Answer: 3/2 quarts
Explanation:
At the beginning, we have, if v represents the volume of the pitcher:
v/3 of passion fruit
2*v/3 of carbonated water.
Now, suppose that you pour out a volume x of the mixture.
Then now we have (v - x) left in the pitcher.

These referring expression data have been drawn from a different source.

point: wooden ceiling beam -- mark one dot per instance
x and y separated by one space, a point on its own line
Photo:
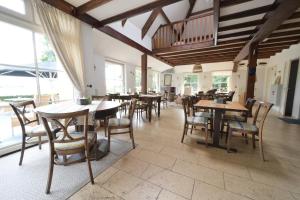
283 11
226 3
150 21
247 13
90 5
136 11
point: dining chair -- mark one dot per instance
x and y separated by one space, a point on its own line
69 142
252 128
193 121
234 116
122 125
30 125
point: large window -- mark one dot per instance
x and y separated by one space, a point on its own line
29 69
114 76
14 5
191 80
221 83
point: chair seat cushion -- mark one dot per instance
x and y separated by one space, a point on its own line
197 120
203 114
38 130
75 144
115 122
242 126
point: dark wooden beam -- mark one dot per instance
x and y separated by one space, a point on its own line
225 3
124 22
190 10
144 73
136 11
150 21
236 34
247 13
162 12
216 20
90 5
283 11
252 63
241 25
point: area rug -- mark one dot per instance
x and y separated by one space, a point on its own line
29 180
290 120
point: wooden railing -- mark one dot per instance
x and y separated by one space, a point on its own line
190 31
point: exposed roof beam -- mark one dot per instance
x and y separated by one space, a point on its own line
216 20
225 3
190 10
90 5
136 11
150 21
285 9
247 13
241 25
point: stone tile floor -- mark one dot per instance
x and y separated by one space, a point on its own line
162 168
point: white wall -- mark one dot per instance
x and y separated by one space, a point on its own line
280 65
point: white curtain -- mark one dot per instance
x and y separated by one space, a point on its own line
63 30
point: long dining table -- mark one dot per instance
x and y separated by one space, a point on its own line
97 110
219 109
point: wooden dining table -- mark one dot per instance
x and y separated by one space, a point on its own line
97 110
219 109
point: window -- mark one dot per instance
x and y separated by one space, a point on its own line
155 81
114 75
221 83
138 80
14 5
29 69
191 80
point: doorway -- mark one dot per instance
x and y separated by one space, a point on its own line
291 88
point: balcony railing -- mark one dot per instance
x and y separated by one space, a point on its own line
190 31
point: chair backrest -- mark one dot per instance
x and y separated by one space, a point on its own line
230 95
265 107
186 108
21 109
131 109
63 121
249 105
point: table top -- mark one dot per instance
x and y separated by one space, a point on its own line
231 106
70 106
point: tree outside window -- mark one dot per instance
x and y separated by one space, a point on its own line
191 80
221 83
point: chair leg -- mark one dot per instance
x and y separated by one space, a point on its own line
206 135
261 148
108 140
184 132
89 166
132 138
229 140
50 173
22 150
40 142
253 141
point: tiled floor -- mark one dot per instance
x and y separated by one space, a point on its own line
162 168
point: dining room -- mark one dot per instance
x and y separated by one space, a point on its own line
152 99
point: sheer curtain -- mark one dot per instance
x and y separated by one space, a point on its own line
63 30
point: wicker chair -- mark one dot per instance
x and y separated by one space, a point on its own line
68 143
251 128
30 125
122 125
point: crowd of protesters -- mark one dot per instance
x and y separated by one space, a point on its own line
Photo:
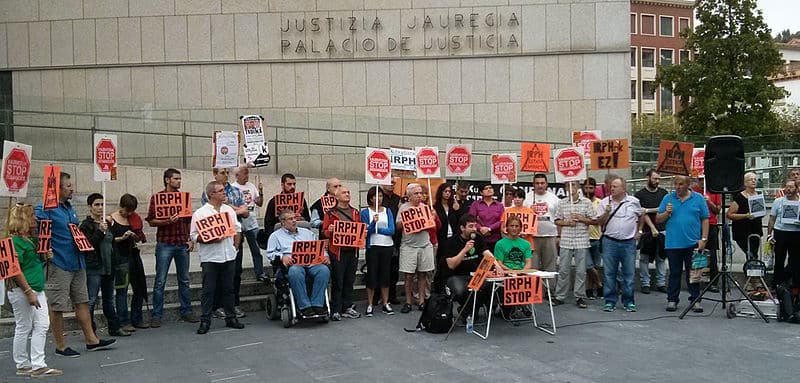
599 236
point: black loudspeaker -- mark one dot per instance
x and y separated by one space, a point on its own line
724 164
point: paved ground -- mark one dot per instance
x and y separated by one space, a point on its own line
591 346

And as the mixture is homogeneous, we have:
(v - x)/3 of passion fruit juice.
2*(v - x)/3 of carbonated water.
Now yo add x of passion fruit juice, so the total volume of mixture in the pitcher is v again:
Now we have:
(v - x)/3 + x of passion fruit juice
2*(v - x)/3 of carbonated water.
If we want to have 1/2 of passion fruit juice, and 1/2 of carbonated water, then the above amounts must be equal:
(v - x)/3 + x = 2*(v - x)/3
And we know that v = 6 quart.
I will ignore the units in the math, so it is easier to read.
(6 - x)/3 + x = 2*(6 - x)/3
x = 2*(6 - x)/3 - (6 - x)/3 = (6 - x)/3 = 2 - x/3
x + x/3 = 2
x*(1 + 1/3) = 2
x*(4/3) = 2
x = 2*3/4 = 6/4 = 3/2
So the amount that you need to pour out, and replace with passion fruit juice, is 3/2 quarts.